Me: Dammit. Why is my right arm numb?! This doesn’t usually happen. It only happened that last time when it was reallyreallyreally bad a few months ago and I swear I was having a stroke or heart attack and anxiety attack. Tingling. Numb. Can’t breathe,  is it a stoke? Seriously, my entire arm. ohmygodhowamIstilldriving. I need to pull over, now. Next exit, I can do this, I can (gets light headed…) do…

Anxiety: You dumb fuck. I’m not trying to kill you, I’m just in your headspace. Idiot. You deserve me. you don’t take care of yourself. I’m YOUR fault.

Me: Pulled over and in a church parking lot, breathing in, breathing out. sent message to HWMMS. Posted on Twitter. Trying to get out of my own head, failing miserably. Motherfucker it’s hot in this car. I need to get home. I need to get in the air-conditioning, I can’t breathe WHY CAN’T I CATCH A BREAK. WHY CAN’T I CATCH MY BREATH. How many minutes has it been? I need to drive. Why is my arm numb. Why does this happen to me. What the hell is wrong with me. What’s the point of anything anyhow. Breathe. Focus on breath. No, don’t focus on breath, try to act normal….ok, I can do this. I have to do this. Other people have much worse issues in life, I can do THIS for the love of God. Just drive. Get home.

Anxiety: Silly girl…you never learn, do you?

Me: I’M LITERALLY JUST GETTING ON THE ON RAMP TO THE HIGHWAY AND MY ARM TINGLES AND I GET MORE NUMB? REALLY? NOW WHAT? PULL OVER. I CAN’T BREATHE. I’m such a fucking loser. What the hell is wrong with me. Ok, ok…ok. I need to pull over again. next exit.

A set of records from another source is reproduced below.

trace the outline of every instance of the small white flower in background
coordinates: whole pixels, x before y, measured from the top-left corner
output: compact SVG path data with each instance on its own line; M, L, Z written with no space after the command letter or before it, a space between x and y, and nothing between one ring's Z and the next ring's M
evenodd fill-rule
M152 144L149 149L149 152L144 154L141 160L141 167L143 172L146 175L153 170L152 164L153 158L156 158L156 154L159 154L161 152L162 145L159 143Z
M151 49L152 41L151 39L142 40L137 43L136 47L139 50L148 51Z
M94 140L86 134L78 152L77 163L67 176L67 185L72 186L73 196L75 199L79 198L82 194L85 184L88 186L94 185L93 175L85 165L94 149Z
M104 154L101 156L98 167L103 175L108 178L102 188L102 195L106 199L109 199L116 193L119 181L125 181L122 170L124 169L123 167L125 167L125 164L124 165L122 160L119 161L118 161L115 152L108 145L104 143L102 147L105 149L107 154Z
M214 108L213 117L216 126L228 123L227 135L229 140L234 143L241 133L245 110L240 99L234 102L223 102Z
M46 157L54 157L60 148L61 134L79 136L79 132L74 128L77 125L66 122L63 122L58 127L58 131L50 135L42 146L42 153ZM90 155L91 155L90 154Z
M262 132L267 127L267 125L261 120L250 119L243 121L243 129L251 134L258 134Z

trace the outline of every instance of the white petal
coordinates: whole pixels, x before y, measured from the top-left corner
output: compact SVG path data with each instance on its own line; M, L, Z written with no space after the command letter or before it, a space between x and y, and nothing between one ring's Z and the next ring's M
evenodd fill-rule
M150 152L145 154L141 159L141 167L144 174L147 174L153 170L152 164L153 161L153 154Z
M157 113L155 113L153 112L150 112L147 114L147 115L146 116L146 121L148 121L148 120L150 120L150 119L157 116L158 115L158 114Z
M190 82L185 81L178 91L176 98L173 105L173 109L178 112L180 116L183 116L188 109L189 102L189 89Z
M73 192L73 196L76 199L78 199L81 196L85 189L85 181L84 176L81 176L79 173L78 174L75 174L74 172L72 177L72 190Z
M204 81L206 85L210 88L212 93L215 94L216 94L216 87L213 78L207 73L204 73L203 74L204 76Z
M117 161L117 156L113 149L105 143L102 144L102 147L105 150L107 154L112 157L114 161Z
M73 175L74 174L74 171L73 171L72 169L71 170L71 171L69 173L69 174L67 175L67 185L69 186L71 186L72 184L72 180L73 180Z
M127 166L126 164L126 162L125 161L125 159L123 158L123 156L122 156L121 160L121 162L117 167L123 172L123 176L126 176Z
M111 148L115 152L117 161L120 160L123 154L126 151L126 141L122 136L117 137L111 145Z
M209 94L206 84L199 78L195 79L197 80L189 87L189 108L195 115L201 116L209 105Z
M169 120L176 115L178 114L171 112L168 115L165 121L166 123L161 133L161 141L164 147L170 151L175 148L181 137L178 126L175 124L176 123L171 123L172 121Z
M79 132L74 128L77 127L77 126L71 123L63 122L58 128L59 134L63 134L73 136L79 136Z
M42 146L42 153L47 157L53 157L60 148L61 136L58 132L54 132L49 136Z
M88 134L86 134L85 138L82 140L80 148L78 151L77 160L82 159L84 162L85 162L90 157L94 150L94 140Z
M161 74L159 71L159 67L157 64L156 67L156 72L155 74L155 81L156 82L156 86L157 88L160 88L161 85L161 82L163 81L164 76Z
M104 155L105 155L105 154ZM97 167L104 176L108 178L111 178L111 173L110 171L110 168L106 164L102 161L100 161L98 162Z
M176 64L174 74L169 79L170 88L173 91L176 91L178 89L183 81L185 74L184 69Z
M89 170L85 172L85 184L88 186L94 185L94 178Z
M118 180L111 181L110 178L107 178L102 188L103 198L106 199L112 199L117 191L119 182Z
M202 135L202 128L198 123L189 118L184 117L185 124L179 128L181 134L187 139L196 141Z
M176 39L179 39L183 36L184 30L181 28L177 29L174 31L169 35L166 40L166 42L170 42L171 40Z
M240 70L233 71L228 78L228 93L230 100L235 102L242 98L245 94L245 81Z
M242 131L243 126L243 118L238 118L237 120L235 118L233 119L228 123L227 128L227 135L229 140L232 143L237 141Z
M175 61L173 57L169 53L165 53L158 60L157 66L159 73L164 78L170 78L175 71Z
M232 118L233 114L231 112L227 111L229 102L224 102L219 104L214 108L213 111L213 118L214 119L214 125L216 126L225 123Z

Anxiety: Tim Horton’s parking lot, eh? Isn’t that your problem you fat piece of shit? How the hell does HWMMS put up with you? You do this all to yourself.

Me: I got this. Breathe. I got this. Breathe. (I’m pathetic.) Breathe. I got this. Breathe. I’m totally making all this up, this isn’t real, get over yourself you wimp. Breathe. If you didn’t eat crap, you wouldn’t feel like crap. This time, like other afternoon times when it happens, it’s ALL YOUR FAULT.  Breathe. Breathe. Breathe.

Anxiety: Alright, I surrender, for today. Drive home. Take the puppies outside and lay in bed for the rest of the night hating yourself as a penance for not listening to me. Go. I promise, I’ll let you get home.

Me: Fuck you anxiety. Breathing in, breathing out. My God I wish I could just breathe and not think about breathing and then I wouldn’t be panicking and I would be ok again. Why does this happen to me? I hate myself with every ounce of my pathetic being. I hate this. I hate it. I hate it. Ok. I’m home. Only 40 minutes late. Puppies need to go out. I need my bed. Shit, I have things to do. I’m gonna just collapse here on the lawn and look at the sky until I’m calm again. Maybe, I’ll feel better? Snap a photo of sky to remind yourself to write about this moment.